Ce mercredi 19 juin 2024, le Conseil de l'UE pourrait voter sur le projet de loi controversé "Chat Control". S'il est adopté, les conséquences seront dévastatrices : Sous prétexte de protéger les enfants, les citoyens de l'UE ne pourraient plus communiquer en toute sécurité et en toute confidentialité sur Internet. L'avantage géographique du marché européen subirait un coup dur en raison d'une diminution substantielle de la sécurité des données. Les professionnels de l'UE, tels que les avocats, les journalistes et les médecins, ne pourraient plus respecter leur devoir de confidentialité en ligne. Et les enfants ne seraient pas du tout mieux protégés. Au contraire, le contrôle du Chat pourrait avoir un impact négatif sur les mineurs en particulier.
La proposition de règlement de la Commission européenne sur les abus pédosexuels (communément appelé "Chat Control") vise à lutter contre la circulation de matériel pédopornographique sur les plateformes numériques en exigeant des fournisseurs de services qu'ils mettent en place une sorte de mécanisme de détection qui analyse automatiquement les messages (médias) des utilisateurs à la recherche de matériel pédopornographique connu ou potentiel et qui signale les cas détectés aux autorités.
Peu importe la manière dont la Commission européenne tente de le vendre - "analyse côté client", "modération du téléchargement" ou "détection par l'intelligence artificielle" -, le contrôle du chat reste une surveillance de masse. Et quelle que soit sa mise en œuvre technique, la surveillance de masse est toujours une très mauvaise idée, pour toute une série de raisons. En voici trois :
1. La surveillance de masse est un outil totalitaire incompatible avec la démocratie
L'un des facteurs qui distinguent les États totalitaires des démocraties est que seuls les premiers permettent au gouvernement d'envahir la vie privée des citoyens sans raison apparente. Les démocraties modernes reconnaissent la vie privée comme un droit humain fondamental. L'Union européenne elle-même le reconnaît dans la Charte des droits fondamentaux (article 7) :
Toute personne a droit au respect de sa vie privée et familiale, de son domicile et de ses communications.
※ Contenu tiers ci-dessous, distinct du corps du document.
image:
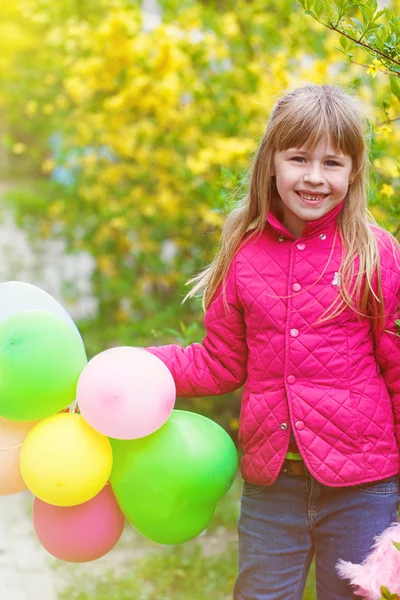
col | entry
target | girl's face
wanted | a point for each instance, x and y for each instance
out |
(310, 183)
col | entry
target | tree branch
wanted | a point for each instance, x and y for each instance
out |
(331, 26)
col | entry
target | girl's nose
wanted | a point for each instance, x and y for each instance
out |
(314, 175)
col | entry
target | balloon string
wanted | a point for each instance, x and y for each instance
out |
(73, 408)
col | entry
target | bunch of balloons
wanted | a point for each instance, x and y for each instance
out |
(125, 454)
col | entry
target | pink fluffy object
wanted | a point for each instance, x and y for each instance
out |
(381, 567)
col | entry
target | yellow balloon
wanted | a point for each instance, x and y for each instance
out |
(12, 436)
(64, 461)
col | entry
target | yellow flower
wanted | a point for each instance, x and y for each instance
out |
(19, 148)
(106, 266)
(48, 109)
(49, 79)
(387, 190)
(385, 130)
(31, 108)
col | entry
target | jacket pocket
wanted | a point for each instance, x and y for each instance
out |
(389, 485)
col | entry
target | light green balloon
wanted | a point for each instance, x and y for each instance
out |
(41, 358)
(167, 484)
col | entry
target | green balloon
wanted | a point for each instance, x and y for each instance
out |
(41, 358)
(167, 484)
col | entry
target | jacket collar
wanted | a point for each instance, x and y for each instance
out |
(312, 228)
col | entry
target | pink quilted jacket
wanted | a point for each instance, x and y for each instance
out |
(334, 384)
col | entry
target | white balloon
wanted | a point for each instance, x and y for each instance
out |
(16, 296)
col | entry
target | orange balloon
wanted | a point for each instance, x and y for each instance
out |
(12, 436)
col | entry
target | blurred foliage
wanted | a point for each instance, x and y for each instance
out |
(132, 139)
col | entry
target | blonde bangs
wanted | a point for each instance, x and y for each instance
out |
(301, 119)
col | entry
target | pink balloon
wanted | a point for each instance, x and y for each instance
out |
(126, 393)
(79, 533)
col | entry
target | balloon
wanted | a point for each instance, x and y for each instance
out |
(41, 358)
(79, 533)
(64, 461)
(16, 296)
(126, 392)
(168, 483)
(12, 435)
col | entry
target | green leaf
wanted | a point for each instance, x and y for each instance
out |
(395, 85)
(367, 14)
(358, 24)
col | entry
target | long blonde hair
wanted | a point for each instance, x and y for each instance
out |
(303, 117)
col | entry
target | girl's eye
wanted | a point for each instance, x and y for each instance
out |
(332, 162)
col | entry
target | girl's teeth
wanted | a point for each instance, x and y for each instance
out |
(312, 197)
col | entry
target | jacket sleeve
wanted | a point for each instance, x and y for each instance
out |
(219, 364)
(387, 341)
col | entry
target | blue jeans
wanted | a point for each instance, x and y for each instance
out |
(281, 526)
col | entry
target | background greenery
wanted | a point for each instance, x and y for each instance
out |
(132, 142)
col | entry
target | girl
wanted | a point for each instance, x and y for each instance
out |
(301, 304)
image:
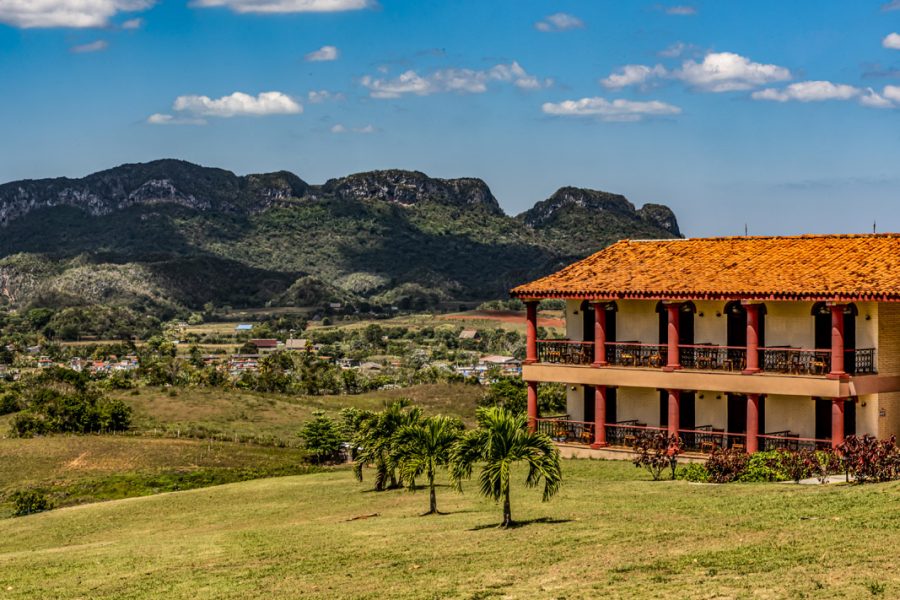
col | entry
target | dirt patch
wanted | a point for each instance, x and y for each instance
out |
(504, 316)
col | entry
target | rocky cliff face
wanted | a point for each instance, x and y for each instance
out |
(411, 187)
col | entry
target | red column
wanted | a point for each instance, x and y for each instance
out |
(674, 411)
(599, 335)
(532, 405)
(673, 361)
(837, 340)
(599, 417)
(531, 332)
(752, 338)
(837, 422)
(752, 423)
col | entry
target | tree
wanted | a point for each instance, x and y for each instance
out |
(424, 447)
(502, 439)
(322, 438)
(374, 444)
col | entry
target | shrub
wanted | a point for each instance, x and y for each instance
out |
(656, 452)
(9, 403)
(869, 459)
(693, 472)
(322, 438)
(725, 465)
(763, 466)
(27, 502)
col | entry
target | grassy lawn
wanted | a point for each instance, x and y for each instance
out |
(80, 469)
(278, 416)
(609, 533)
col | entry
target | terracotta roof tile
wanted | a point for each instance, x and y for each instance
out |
(816, 267)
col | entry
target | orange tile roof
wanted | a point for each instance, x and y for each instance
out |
(811, 267)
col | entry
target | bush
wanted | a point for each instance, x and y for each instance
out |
(656, 452)
(322, 438)
(9, 403)
(27, 502)
(869, 459)
(693, 472)
(763, 466)
(725, 465)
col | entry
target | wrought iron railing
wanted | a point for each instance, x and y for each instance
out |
(712, 358)
(635, 354)
(565, 352)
Dans une démocratie saine, ce sont les citoyens qui devraient contrôler le gouvernement - la surveillance de masse est l'inversion de ce principe démocratique. Avec une mesure telle que le contrôle du chat, l'UE violerait l'un de ses propres droits fondamentaux et placerait ses citoyens dans une situation de suspicion générale, ce qui perturberait profondément la confiance entre les citoyens et le gouvernement.
2. La surveillance de masse est inefficace
La surveillance de masse des canaux de communication standard tels que les messageries instantanées n'affecte que les citoyens respectueux de la loi. Étant donné leur implication dans des activités illégales, les criminels sont prêts à tout pour éviter la surveillance. Après tout, pourquoi un criminel continuerait-il à utiliser un canal de communication dont on sait qu'il est surveillé par le gouvernement ?
Cependant, pour passer sous le radar du Chat Control, il n'est même pas nécessaire de recourir à un autre moyen de communication obscur qui ne peut pas être (ou n'est pas encore) surveillé. Les criminels pourraient, par exemple, simplement crypter manuellement les contenus illégaux avant de les partager.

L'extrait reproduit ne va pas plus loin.